Suffice it to say that I and my lawyers take a rather different view of the matter, and sooner or later, the court is going to have to decide who’s right.

This brings us to last week’s status hearing, where the immediate issue before U.S. District Judge Randolph Moss was whether to decide this sooner or later. My lawyers (Jacob Tracer and Andrew Elliott of Jenner & Block) had asked Judge Moss to resolve the question now of whether protecting sources and methods could possibly justify these redactions, on the theory that the answer to this question could affect the rest of the government’s production. If we are right and the government’s position is ridiculous, we argued, it would save everyone time to know that now. The government, by contrast, asked Judge Moss to wait until all the production is done. 

Judge Moss indicated, as a general matter, that he prefers to resolve disputes over production at the end, not individually along the way. But there is one thing that might change his thinking on this score, he noted, and that was if he was not confident that the underlying activity—the filing of intelligence reports about journalists—had actually ceased. It was in that context that he asked government counsel to address this question directly. To make sure she had a chance to consult with the client agency, he asked her to file a brief on the matter, rather than demanding an answer in court. 

This is the background to the government’s filing Wednesday, and to be frank, I was not expecting the Justice Department to be in the odd position of being unable to answer the judge’s question. Government counsel set her own deadline for this filing, in response to a question from the judge. She asked him for a week in which to file the brief, and he granted her that time—at the end of which she was still not able to give him a simple “no” in response to his question of whether DHS is still filing intelligence reports about journalists. That’s a little unnerving.

Here is the relevant portion of her status report

On September 21, 2022, the parties appeared for a pre-motion conference and the Court ordered, inter alia, Defendant to file a status report addressing whether ... Defendant discontinued the practice of collecting information involving members of the press. ...

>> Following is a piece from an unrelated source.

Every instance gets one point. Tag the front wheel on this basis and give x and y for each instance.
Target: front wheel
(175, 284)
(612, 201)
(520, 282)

In terms of the first question, Defendant needs additional time to appropriately address the question, as expressed during the September 21, 2022, pre-motion conference. Defendant’s response could potentially have a wide implication beyond this particular case. Consequently, Defendant requests additional time, to and through October 21, 2022, to provide a response.

I may have to wait until Oct. 21 for clarity on this matter, which I agree has “a wide implication beyond this particular case.”

In the meantime, however, I would like to stress two things: First, I am not an intelligence source; and second, reading my Twitter feed is not a sensitive intelligence-gathering method. Much as it would flatter my ego if seeing my daily “Good Morning” image and #BeastOfTheDay tweets counted as an intelligence “method,” it doesn’t. It’s great if government agencies and their personnel want to read my work. But the inability to distinguish between reading a journalist’s social media account and a sensitive intelligence-gathering method is dangerous—both for the intelligence community that can’t see the difference and for the journalists who have to operate in an environment conditioned by that inability.


Benjamin Wittes is editor in chief of Lawfare and a Senior Fellow in Governance Studies at the Brookings Institution. He is the author of several books.